The contrast agent is a dopamine-binding variant of a paramagnetic heme protein. The researchers injected the protein into the nucleus accumbens region of rat brains. This region is thought to be involved with pleasure and addiction, both of which are linked to dopamine. They then electrically stimulated a nearby region of the brain to release dopamine.

They acquired fMRI images every eight seconds and averaged over multiple stimuli. The resulting 3-D dopamine map revealed that the highest levels were in the core of the nucleus accumbens. Electrochemical point measurements of dopamine release in identically treated rats revealed substantial dopamine release in the same regions identified by fMRI.

The fact that the fMRI measurements agreed with electrochemical point measurements is “comforting,” Jasanoff says.

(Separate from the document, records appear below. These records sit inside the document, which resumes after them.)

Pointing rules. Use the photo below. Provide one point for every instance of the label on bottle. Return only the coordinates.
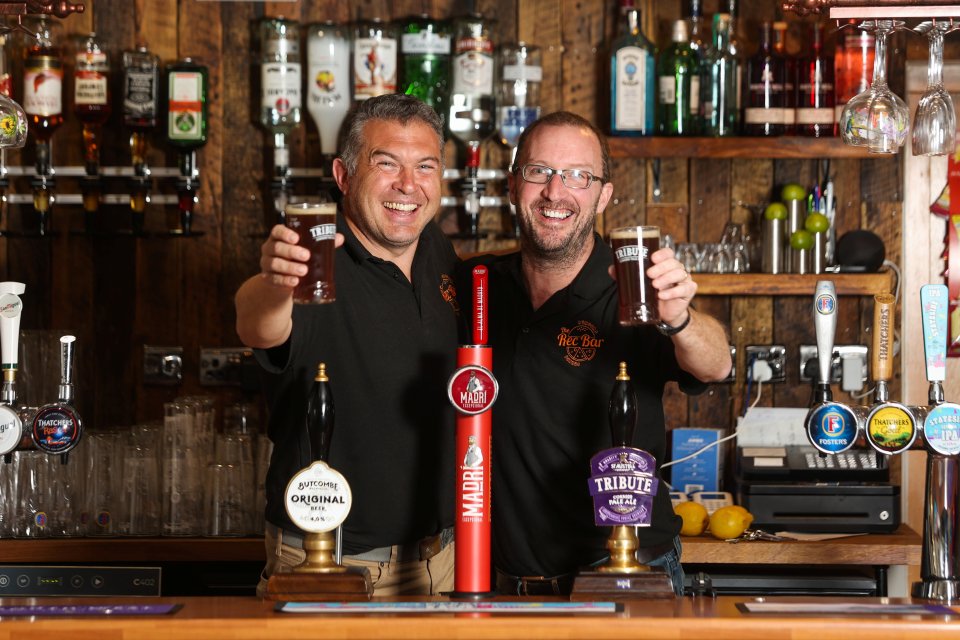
(185, 119)
(43, 86)
(526, 72)
(811, 115)
(425, 42)
(668, 90)
(473, 73)
(140, 95)
(633, 64)
(280, 86)
(374, 67)
(90, 87)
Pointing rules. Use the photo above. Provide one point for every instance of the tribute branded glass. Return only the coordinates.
(632, 248)
(316, 222)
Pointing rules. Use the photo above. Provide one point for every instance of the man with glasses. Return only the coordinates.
(553, 325)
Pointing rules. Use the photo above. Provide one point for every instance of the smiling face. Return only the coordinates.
(395, 190)
(556, 222)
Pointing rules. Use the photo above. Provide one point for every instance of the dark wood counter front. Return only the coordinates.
(253, 619)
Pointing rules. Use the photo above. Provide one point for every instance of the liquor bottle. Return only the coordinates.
(328, 82)
(678, 80)
(280, 78)
(91, 97)
(853, 64)
(375, 50)
(719, 81)
(320, 415)
(632, 83)
(763, 115)
(43, 91)
(425, 46)
(816, 100)
(790, 79)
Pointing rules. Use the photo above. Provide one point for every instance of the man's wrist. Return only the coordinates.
(668, 330)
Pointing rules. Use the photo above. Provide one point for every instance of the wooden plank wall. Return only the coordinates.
(118, 293)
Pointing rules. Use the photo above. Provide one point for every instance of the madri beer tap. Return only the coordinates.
(939, 569)
(831, 426)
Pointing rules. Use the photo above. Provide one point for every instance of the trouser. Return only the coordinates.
(424, 568)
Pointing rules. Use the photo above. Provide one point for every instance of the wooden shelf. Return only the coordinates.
(742, 147)
(789, 284)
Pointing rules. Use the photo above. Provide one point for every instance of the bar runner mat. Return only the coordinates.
(845, 609)
(89, 610)
(448, 607)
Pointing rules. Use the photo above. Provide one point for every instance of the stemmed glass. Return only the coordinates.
(935, 122)
(877, 118)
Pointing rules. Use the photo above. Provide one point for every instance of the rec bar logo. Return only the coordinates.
(580, 343)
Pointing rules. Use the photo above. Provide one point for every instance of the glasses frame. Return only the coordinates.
(563, 173)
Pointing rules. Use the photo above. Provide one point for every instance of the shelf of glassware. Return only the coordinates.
(733, 147)
(791, 284)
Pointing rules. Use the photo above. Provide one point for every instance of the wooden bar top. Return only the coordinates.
(235, 618)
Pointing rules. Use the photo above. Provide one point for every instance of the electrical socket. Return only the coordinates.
(775, 355)
(809, 352)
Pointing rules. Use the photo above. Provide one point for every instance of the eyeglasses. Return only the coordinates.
(572, 178)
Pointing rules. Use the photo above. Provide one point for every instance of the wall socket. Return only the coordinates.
(775, 355)
(808, 352)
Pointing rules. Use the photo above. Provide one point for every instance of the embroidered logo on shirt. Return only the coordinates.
(449, 292)
(580, 343)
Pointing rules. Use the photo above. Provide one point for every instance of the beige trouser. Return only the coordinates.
(413, 578)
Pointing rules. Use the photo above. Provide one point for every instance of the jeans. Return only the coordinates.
(670, 562)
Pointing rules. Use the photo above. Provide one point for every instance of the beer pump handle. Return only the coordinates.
(623, 409)
(320, 414)
(825, 324)
(934, 299)
(882, 354)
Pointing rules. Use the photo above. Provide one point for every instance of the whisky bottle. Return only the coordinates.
(375, 51)
(280, 78)
(91, 97)
(678, 83)
(425, 48)
(632, 77)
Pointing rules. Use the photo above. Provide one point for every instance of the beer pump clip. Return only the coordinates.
(831, 427)
(11, 426)
(939, 560)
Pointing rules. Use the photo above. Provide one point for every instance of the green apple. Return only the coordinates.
(775, 211)
(793, 191)
(801, 239)
(816, 223)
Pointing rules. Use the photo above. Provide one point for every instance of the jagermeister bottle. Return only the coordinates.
(141, 90)
(186, 110)
(425, 48)
(280, 80)
(91, 96)
(375, 52)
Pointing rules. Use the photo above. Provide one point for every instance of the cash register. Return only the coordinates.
(789, 486)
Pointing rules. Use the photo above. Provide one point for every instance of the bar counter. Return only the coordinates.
(236, 618)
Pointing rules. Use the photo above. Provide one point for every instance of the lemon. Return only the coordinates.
(729, 522)
(694, 517)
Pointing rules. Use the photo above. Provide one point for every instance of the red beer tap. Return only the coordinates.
(472, 391)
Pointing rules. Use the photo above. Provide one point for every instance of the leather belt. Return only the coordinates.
(416, 552)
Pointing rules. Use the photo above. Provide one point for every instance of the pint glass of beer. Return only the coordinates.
(632, 247)
(316, 222)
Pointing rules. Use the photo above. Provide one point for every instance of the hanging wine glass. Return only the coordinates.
(877, 118)
(935, 122)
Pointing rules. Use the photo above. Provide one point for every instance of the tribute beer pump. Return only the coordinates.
(623, 484)
(472, 390)
(318, 500)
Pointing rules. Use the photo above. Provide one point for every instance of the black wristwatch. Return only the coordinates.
(667, 330)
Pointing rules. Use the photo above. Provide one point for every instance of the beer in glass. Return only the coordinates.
(316, 222)
(632, 248)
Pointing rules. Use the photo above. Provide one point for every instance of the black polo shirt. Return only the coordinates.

The fMRI method essentially allows the researchers to make many point measurements simultaneously. “From that, we get a map,” Jasanoff says.

R. Mark Wightman, an electrochemist and neuroscientist at the University of North Carolina, Chapel Hill, notes that the method’s sensitivity needs to greatly improve to get into the range necessary to detect endogenous dopamine levels. “What is exciting is the three-dimensional view—four when you include time,” he says.

The strategy should work for other neurotransmitters, Jasanoff says. “Developing other probes to produce contrast changes in response to different analytes will enable the technique to be extended, in many directions,” he says.

“It remains a bit down the road for us to apply these methods to study the human brain,” says Bruce R. Rosen, an fMRI expert at Harvard Medical School, “but it once again shows the power of MRI to surprise us with its flexibility and utility.”